BALDWIN: All right, we're following breaking news.

The House impeachment inquiry just released another batch of witness testimony, this time from George Kent, the deputy assistant secretary of state for European and Eurasian affairs. We know he felt sort of cut out of decisions regarding Ukraine. Jim Baker is back with me.

And, Jim, let's just -- I have just little, little nuggets. So let me just read this to you.

This is from Manu Raju up on the Hill, that Kent offers more corroboration that Gordon Sondland, the E.U. ambassador, asked Marie Yovanovitch, the ousted ambassador to write a -- quote -- "tweet declaring full support for the foreign policy of President Trump, which Kent said was an ask for her to defend herself, as opposed to having the State Department defend her."

Right. We talked about this the other day, but actually seeing this now in the testimony, that that was Gordon Sondland's solution, was to have Yovanovitch tweet this public support, right?

Of course, of all ways to speak to the president of the United States, is via Twitter. And so this is corroborating what we heard from Gordon Sondland. What do you think about that?

BAKER: Well, I mean, it's just -- it's bizarre. It's not normal. It is just the strangest sort of management structure I have ever heard of.

I mean, I guess, just thinking about this whole situation and how the administration has managed both the personnel and the policy with respect to Ukraine, I thought one of the benefits we were to get from a business person president was good, solid management.

And this does not look like that, either from a substantive perspective, how they were developing the policy, how they were handling relationships with the government of Ukraine, and then how they managed their people, who knew what, it was just confusion.

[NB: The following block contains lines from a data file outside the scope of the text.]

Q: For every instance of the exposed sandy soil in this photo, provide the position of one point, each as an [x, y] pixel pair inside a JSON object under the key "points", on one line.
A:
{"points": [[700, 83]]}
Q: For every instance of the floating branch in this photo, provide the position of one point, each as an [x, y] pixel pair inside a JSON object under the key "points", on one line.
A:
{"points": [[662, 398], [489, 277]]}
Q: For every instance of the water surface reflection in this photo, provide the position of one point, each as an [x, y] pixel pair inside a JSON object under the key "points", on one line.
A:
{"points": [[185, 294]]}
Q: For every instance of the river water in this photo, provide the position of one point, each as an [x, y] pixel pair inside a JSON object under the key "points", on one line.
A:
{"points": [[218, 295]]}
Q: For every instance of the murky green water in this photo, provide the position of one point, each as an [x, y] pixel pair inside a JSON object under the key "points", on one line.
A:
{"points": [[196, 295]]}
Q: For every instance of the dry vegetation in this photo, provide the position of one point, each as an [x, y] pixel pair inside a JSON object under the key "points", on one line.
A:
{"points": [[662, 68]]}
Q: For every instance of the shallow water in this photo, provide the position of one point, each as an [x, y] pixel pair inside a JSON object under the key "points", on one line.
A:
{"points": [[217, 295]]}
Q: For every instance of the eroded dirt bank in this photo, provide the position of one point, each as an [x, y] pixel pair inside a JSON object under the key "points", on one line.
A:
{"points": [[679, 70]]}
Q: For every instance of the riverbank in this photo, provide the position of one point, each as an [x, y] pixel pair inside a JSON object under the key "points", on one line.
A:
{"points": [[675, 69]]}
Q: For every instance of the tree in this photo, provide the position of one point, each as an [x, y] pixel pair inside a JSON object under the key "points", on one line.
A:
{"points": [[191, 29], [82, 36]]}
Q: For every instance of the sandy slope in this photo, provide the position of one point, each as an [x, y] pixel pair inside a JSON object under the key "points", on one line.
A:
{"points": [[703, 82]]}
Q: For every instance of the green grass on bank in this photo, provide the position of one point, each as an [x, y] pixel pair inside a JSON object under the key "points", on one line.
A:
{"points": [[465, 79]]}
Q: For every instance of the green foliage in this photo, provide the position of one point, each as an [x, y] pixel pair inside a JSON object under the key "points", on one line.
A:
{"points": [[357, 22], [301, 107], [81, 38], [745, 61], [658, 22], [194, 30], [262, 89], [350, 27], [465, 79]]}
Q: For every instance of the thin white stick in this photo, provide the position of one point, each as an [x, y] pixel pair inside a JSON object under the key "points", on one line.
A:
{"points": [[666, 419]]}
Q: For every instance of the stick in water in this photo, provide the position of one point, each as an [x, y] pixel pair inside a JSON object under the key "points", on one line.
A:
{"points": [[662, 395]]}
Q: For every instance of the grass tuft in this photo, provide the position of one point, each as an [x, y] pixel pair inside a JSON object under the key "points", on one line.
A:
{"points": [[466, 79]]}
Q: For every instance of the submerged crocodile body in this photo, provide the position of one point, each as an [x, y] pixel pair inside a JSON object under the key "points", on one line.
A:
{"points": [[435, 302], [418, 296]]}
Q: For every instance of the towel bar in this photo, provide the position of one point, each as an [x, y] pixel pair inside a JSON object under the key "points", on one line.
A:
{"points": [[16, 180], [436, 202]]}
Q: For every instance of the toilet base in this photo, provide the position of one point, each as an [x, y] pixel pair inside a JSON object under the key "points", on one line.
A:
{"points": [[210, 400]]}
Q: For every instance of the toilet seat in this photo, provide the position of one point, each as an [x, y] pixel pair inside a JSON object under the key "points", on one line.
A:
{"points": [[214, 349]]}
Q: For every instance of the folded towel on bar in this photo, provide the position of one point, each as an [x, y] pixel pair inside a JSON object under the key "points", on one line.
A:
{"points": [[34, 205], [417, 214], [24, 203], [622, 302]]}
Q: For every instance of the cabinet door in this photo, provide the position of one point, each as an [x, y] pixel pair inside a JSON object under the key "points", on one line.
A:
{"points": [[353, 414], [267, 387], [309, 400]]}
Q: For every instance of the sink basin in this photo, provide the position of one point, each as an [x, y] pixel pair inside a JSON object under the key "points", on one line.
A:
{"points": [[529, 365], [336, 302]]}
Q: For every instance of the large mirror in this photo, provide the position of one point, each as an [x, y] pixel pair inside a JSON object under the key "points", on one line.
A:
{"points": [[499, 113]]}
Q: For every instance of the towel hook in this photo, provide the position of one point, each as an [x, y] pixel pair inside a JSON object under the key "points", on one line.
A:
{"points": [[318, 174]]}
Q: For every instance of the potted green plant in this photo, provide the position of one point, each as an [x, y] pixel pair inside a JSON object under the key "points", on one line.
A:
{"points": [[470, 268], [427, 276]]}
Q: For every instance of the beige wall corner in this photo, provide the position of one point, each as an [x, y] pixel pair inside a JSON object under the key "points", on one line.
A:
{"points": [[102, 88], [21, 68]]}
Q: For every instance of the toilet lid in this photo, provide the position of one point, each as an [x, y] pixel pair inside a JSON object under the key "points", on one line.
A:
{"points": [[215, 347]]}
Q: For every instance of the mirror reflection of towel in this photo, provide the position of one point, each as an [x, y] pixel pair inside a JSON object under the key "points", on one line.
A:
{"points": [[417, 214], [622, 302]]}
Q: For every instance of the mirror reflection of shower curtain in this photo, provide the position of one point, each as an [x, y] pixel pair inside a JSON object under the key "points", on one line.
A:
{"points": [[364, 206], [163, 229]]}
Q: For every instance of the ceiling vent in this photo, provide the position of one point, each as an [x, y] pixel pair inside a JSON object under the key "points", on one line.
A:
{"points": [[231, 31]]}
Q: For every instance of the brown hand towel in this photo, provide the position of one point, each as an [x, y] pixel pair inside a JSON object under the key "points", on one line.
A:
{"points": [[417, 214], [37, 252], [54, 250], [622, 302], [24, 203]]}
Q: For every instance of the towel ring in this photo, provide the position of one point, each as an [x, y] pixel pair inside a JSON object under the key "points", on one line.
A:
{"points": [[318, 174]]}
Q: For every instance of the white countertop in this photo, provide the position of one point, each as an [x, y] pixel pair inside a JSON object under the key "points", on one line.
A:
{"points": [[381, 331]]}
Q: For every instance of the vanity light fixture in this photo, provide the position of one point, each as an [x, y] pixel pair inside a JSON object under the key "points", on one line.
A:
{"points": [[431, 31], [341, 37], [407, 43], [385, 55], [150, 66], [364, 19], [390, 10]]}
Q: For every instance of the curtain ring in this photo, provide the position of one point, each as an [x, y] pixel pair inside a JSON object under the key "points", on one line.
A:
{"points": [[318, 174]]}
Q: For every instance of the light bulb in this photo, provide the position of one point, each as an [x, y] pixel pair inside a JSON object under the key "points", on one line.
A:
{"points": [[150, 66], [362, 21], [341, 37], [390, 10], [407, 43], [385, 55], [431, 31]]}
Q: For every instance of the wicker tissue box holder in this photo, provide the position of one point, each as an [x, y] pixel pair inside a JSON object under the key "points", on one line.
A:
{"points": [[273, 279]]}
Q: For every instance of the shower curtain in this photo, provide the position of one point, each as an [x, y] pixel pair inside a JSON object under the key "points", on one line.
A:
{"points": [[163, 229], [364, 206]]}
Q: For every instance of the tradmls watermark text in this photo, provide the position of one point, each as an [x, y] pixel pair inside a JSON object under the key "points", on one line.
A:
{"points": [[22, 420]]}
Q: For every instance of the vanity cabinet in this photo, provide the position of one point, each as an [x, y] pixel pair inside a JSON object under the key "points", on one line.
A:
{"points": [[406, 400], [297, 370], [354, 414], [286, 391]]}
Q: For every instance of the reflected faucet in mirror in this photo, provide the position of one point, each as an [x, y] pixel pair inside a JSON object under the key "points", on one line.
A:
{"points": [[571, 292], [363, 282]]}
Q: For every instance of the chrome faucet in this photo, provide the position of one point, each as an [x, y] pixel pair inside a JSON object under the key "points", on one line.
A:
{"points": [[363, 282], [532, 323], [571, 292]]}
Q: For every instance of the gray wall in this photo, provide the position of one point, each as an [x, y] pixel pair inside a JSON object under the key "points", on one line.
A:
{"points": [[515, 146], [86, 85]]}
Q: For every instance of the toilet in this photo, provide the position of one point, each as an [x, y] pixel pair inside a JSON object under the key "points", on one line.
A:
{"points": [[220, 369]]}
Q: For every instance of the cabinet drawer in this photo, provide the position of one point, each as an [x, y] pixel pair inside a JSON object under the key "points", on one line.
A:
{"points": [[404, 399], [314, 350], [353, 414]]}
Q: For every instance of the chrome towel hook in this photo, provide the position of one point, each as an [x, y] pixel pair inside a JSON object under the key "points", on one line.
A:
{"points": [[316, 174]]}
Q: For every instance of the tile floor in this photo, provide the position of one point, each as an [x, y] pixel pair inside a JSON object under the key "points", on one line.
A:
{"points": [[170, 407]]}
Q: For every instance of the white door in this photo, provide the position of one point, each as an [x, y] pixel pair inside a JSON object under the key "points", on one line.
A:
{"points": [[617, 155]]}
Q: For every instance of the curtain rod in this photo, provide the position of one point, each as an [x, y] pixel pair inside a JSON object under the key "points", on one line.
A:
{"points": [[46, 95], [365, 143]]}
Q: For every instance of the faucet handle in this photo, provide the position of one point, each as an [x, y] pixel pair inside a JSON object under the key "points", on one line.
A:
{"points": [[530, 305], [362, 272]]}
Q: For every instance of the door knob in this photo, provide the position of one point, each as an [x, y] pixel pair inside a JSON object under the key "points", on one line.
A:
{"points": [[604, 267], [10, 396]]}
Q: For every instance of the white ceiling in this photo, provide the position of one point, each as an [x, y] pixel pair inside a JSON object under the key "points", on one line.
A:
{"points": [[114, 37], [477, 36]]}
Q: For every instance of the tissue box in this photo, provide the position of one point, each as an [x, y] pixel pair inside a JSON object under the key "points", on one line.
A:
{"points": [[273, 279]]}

This kind of personnel thing, tweeting out something to placate the president to make him happy in order to keep your job is just bizarre and inappropriate.

BALDWIN: OK, here's the second. Here's the second nugget, Jim.

The headline is, Kent says Volker reached out to Giuliani because he -- quote, unquote -- "had influence over President Trump's thinking on Ukraine."

One of the quotes is: "And I think, by that moment in time, that was self-evident to anyone who was working on the issues, and, therefore, it made sense to try to engage the mayor," meaning that Rudy Giuliani had influence on President Trump on all things Ukraine.

And, again, this just -- as we have had so many conversations, Jim, just about how it was Giuliani, it was Giuliani who was seemingly running the show or putting these ideas in the president's head with regard to Ukraine and dot, dot, dot.

It was the president's personal attorney.

BAKER: Exactly.

It was the president's personal attorney, and it was -- it seems that it was clear to everybody who was working on this issue, as more testimony comes out, that Mr. Giuliani played a central role in running the United States foreign policy with respect -- with respect to Ukraine.